In the Colorado school district that includes Columbine High School—where, in 1999, two students killed 13 students and educators—a team of school district and law enforcement personnel follow a protocol for assessing threats, The Wall Street Journal reports:

“The process begins when a student first makes a threat. [A threat assessment] team runs down a checklist, looking for attack-related behaviors, indicators of potential violence and past violent incidents.”

That process may include reviewing students’ social media activity and, with permission from the parents, establishing a line of communication with the student’s doctor or therapist.

That authorities apparently did not pick up on the disturbing, often violent, social media posts by the accused gunman in the Parkland shooting is considered one of many missed red flags.

In some cases, a threat assessment might also include a home visit, as Rick Myles, Superintendent of Scottsbluff Public Schools in Nebraska, told the Scottsbluff Star-Herald:

“Sometimes a home visit is required because we want to determine the student’s potential access to weapons in the home,” he said. “All of those are different potential responses depending on how the team ranks the severity of the threat.”

Punitive or Preventative?

The topic of school safety is deeply entwined with school discipline. As you cover how districts respond to threats and safety concerns, consider how it fits into the district’s approach to discipline.

How do schools distinguish between minor infractions and serious, credible threats?  Are threat response policies applied evenhandedly, or, like zero-tolerance approaches to discipline, do they tend to disproportionately affect students of color?

The Chicago Tribune cited Dewey Cornell, a University of Virginia professor of education and forensic clinical psychologist, in stating:

The quick expulsion or suspension of a student who may be engaging in conduct that actually is very minor misbehavior or confusion — as can happen under zero tolerance — can have the exact opposite of the desired result, Cornell said. It ostracizes and alienates, cuts off the student from the school — and often serves to further enrage the student, he said.

Resources for Journalists

As school districts across the country reassess their safety and threat assessment plans, a number of resources are available for journalists covering these issues.

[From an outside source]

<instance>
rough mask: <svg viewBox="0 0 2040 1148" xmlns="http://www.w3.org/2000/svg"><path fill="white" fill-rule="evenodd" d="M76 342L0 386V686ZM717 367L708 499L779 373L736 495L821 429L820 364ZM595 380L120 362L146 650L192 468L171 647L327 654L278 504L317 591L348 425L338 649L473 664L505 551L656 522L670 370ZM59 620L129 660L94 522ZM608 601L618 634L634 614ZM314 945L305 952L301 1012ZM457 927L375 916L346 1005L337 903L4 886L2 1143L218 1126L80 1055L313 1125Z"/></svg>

The Educator’s School Safety Network tracks school-based violent threats and incidents and includes a host of school safety experts.

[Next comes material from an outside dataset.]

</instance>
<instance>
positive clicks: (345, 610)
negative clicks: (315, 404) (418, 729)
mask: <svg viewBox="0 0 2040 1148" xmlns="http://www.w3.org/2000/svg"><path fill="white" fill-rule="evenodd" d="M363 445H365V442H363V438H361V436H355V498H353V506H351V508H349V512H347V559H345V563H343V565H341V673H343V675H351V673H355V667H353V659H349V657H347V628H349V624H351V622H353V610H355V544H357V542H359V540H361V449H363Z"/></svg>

For more on the role of school security guards, journalists can tap the National Association of School Resource Officers or the National School Safety and Security Services.

And to learn about mental health resources, consider the American School Counselor Association and the National Association of School Psychologists.

Finally, since this topic intersects with issues of school discipline and civil rights, journalists should consider talking to groups such as the Dignity in Schools Campaign and the Center for Policing Equity.